Ven felt a stab of jealousy, unable to stem it even though she was quite aware it was a puerile emotion to feel. She had no claim on Nigel. He was a man paid to be nice to passengers; a man who wouldn’t even remember her name in a week because he would be sitting with another group of people at dinner making small – if lovely and friendly – talk.

He was smiling at Pouty-Knockers who was using her hands a lot as she spoke – another flirty gesture. Then his eyes swept to the side and Ven thought they fell on her; she was just about to wave when he turned back to Pouty-Knockers and they strolled off together out of sight.

The sun was bright and high and shining its heart out, but that morning, there was a glum little cloud above four particular sunbeds on the ship.

Chapter 57

Roz was first in the room for her belly-dancing lesson that afternoon. Fifteen of the original recruits were still stalwarts, Roz the youngest by at least ten years.
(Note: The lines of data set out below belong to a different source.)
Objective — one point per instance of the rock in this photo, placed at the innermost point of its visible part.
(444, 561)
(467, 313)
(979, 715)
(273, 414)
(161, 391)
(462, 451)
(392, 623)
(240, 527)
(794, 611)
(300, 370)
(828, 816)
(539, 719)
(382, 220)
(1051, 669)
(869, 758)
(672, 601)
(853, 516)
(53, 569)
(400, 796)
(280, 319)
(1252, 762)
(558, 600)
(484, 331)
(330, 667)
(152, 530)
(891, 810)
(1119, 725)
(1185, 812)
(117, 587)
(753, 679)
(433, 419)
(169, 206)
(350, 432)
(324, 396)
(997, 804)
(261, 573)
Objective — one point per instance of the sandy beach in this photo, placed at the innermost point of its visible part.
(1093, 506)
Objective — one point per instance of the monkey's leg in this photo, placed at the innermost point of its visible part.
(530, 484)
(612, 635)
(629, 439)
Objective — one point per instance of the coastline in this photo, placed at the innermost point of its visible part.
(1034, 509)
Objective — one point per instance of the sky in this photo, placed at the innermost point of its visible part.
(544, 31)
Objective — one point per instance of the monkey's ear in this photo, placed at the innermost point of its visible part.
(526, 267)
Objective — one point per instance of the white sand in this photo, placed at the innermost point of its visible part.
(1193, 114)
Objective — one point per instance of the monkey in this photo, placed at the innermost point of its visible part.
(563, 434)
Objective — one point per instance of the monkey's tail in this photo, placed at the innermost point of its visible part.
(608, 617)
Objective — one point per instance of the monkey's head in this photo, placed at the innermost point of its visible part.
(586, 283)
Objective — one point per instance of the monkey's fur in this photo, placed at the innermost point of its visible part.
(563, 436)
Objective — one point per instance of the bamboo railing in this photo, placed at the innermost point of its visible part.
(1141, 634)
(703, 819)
After a hip-swirling warm-up, she beat down all her self-tormenting thoughts by following Gwen’s moves.

A woman aware of her sexual power was lit from within, something which Roz had never allowed herself to be. Despite her long legs, flawless figure and beautiful face with her to-die-for cheekbones, her insecurities had always distorted any image she had of her own attractiveness. She could not have been more desired by Manus, yet most of her self-confidence had been knocked out of her as a kid. She couldn’t remember ever getting praise or warmth at home, only criticism and slaps, and the little remaining self-worth she had managed to carry into adulthood had been driven deep underground after Robert’s betrayal. But during these belly-dancing sessions Roz – at last – was inching towards becoming in touch with her inner sexuality. The hip undulations and belly rolls were working her pelvic muscles, soothing away her tensions and increasing bloodflow to areas of her body that had been thirsty for a long time. They also gave a rude awakening poke to her libido. She was dangerously close to feeling horny.
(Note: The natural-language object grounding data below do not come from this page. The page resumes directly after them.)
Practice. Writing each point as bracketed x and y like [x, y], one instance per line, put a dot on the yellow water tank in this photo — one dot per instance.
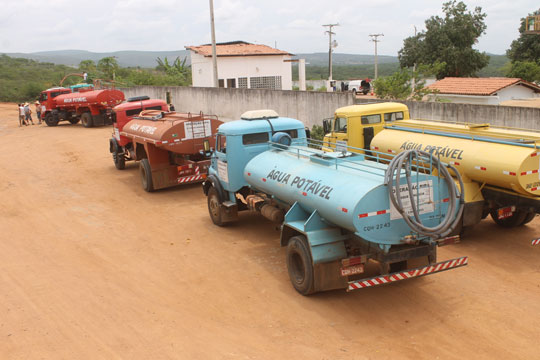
[508, 164]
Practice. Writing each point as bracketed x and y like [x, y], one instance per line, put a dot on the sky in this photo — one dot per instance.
[292, 25]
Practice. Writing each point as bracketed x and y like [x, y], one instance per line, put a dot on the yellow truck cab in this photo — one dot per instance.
[356, 125]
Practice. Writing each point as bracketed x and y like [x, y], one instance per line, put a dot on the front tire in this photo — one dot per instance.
[214, 206]
[50, 120]
[119, 160]
[300, 265]
[86, 119]
[146, 175]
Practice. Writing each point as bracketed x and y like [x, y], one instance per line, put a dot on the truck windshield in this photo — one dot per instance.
[389, 117]
[340, 125]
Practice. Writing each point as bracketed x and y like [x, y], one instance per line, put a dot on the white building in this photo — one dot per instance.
[484, 91]
[242, 65]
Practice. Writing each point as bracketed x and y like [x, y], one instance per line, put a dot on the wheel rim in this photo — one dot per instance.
[143, 173]
[298, 269]
[214, 207]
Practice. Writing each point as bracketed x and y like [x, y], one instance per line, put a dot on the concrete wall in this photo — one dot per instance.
[228, 104]
[235, 67]
[311, 106]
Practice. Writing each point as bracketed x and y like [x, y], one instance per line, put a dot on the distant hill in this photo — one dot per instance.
[320, 59]
[145, 59]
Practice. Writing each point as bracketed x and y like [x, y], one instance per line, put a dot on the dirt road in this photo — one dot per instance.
[92, 267]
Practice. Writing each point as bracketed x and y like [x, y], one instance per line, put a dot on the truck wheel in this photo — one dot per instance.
[119, 160]
[214, 206]
[300, 265]
[528, 218]
[50, 120]
[516, 219]
[86, 119]
[146, 175]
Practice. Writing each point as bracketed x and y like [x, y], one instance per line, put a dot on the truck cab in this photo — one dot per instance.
[237, 142]
[356, 125]
[46, 98]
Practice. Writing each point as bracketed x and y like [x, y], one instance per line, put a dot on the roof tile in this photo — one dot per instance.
[238, 48]
[477, 86]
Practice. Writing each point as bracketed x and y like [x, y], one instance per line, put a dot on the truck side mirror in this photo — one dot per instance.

She was flushed and breathless after this session. As was Phyllis, a seventy-seven-year-old, who summed up everything Roz was thinking by saying, ‘My goodness, I didn’t even move that much down below on my wedding night.’ Roz wished Manus were nearby. She had a flash of desire for him, to tear at his shirt like an animal, to be pulled down on the bed and pinned underneath him to do to her whatever he chose. But he wasn’t there and a cold shower would probably be wise, so she headed off down to her cabin to get one. But as she was passing by the Restaurant Cruz, the striking figure of Raul Cruz himself rushed out from it and collided with her.

Now Roz had always been a more private person than her friends. Whilst they had shared their crushes, Roz had always been more reserved on that front. What the others didn’t know was that Roz had a major torch burning for Raul Cruz. She always watched him whenever he appeared on TV, and everything stopped for
The Devilled Chef
where ten people competed to win his approval, probably more than they coveted the ten thousand pounds first prize.
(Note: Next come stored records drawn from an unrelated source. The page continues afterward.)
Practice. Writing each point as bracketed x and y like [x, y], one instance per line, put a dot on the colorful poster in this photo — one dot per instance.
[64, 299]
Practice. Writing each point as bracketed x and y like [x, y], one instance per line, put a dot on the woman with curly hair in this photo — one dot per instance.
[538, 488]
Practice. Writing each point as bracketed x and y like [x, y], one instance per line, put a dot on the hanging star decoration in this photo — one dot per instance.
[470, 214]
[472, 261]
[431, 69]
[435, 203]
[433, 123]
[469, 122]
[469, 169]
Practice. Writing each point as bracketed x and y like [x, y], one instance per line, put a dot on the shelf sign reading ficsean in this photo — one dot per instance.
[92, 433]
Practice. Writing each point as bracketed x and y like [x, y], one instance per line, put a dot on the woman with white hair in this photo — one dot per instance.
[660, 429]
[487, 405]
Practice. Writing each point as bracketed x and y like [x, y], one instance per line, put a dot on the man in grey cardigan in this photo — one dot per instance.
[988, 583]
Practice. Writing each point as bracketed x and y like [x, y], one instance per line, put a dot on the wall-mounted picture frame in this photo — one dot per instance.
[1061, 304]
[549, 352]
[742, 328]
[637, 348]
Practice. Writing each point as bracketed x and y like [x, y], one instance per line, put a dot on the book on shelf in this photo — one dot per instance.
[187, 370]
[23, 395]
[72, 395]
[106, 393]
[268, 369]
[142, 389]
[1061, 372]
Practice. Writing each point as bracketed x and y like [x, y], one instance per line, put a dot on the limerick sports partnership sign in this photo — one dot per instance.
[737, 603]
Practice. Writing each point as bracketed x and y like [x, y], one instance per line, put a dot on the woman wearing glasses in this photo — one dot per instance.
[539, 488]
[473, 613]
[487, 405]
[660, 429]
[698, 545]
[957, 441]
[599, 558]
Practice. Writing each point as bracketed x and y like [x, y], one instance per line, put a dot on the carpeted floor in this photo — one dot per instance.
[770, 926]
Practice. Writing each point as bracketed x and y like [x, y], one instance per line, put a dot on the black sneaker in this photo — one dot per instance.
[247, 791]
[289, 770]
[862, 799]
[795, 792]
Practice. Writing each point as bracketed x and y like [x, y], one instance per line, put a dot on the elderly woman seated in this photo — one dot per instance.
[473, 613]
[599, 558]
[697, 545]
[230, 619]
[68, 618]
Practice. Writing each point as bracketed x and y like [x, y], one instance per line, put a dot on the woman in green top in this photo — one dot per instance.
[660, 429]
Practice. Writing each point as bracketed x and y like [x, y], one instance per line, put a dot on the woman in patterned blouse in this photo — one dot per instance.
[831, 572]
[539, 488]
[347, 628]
Raul Cruz was a tall, big-shouldered Spaniard with wild black hair, huge sexy Bournville-chocolate eyes and the arrogant stance of a bullfighter. And here he was in the corridor, steadying Roz with his Michelin-starred hands and looking into her eyes as if he was about to devour her. Slowly – with relish.

‘Do forgive me,’ he said, his voice heavy and delicious as Rioja.

‘It’s fine,’ croaked Roz, feeling even more blood flow to her pelvic region because he wasn’t letting her go so quickly.

‘I wonder . . .’ he mused. ‘Do you think you could help me?’

Roz would no more have answered that with a ‘no’ than she would have pulled her own nose off.

‘Of course.’

‘Come, come.’ Raul Cruz took Roz’s hand and led her into his restaurant. She didn’t know why, nor did she care. If the others had seen her now, they wouldn’t have recognised the trembling, breathless jelly she had suddenly become.